Thursday, March 14, 2013

Coffee Before Exercise: Just Do IT.


Too many people appear to be under the impression that coffee is bad for you; to you I say, “listen not to what the naysayers preach, put down your sparkling waters and come to the dark side. After all, once you've had black, you just can't go back...or something like that.”

In keeping with my lifelong love of bullet points and blatant literary lethargy, I give you a couple of reasons to have a little bit of the good stuff before you lace up your boots. I will try my utmost not to ramble. If your concentration does start to wane, skip to the bottom bullet points.

Harder & Longer
  • Caffeine ingestion before a workout improves performance, fact. You can read the 74 studies on this or you can just accept that one's athletic performance ameliorates (my word of the day) by as much as 12.4%. This is seen predominantly in endurance sports - professional cyclists are among caffeine's biggest admirers, fact.
Nurofen in a cup
  • You don't feel so tired. Exercise is perceived as being around 6% less painful after a double espresso.
How does this work?
  • Caffeine is thought to slow down the muscles' consumption of glycogen (muscle fatigue kicks in once you exhaust glycogen stores). It does this by releasing fatty acids into your blood stream, thus using both fat and glycogen as energy sources, which means you now burn through your glycogen stores a little slower. This is know as “glycogen sparing”.
  • You don't feel the effects of lactic acid as much: not only because you've started “glycogen sparing” but also because the pain receptors are receiving caffeine molecules in place of actual pain stimuli...basically blocking the pain receptors. All this science is starting to slip away from us, I know, back to innuendos and camp humour I say.
How much should I enjoy before exercise?
  • The studies on this are numerous and varying, some say 150 mg of caffeine, others 250 mg and I believe the blurb that comes with your sturdy London Marathon Runner's Pack states you can take as much as 500 mg before feeling effects of dehydration.
  • They say the optimal dose is around 2-3mg of caffeine per kilogram you weigh. So, if I weigh 83kg....OK, fine, 85kg.....all right, that's enough! 87kg...I'm a little stressed these days, what with no responsibility and a general laissez faire attitude to life...anyway, I should aim at 261mg, which equates to a double espresso, roughly.
Hit me with high street statistics...
  • A cup from Starbucks has only 51 mg of caffeine; Starbucks is to coffee what non-alcoholic beer is to, well, beer.
  • An espresso from Costa has 157 mg, which is why, after a double, I feel the urge to fight Charlie Sheen, naked, then wrestle a mountain lion.
  • Most independent sellers, put their regular cups (not espressos) at a around 200mg.
Again, but this time in English, please...
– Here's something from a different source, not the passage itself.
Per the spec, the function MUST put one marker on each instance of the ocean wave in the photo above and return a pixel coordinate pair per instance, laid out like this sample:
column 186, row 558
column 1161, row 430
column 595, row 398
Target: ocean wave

Drink an espresso 45 minutes to an hour before exercise and the following WILL happen:
  • You'll feel less pain during exercise.
  • You'll see an improvement in performance (sporting and otherwise).
  • You'll burn more calories.
  • You'll burn more fat.
  • You'll shake ever so slightly.
If you haven't cottoned on to this yet, it ought to be made clear that I do not endorse half-fat frappuccinos...that only use ice flown from Lapland...and vanilla harvested by domesticated jungle Lemurs - you are not a coffee drinker; you are the equivalent of the person at the bar ordering Bacardi Breezers, because they think “it tastes like lemonade”.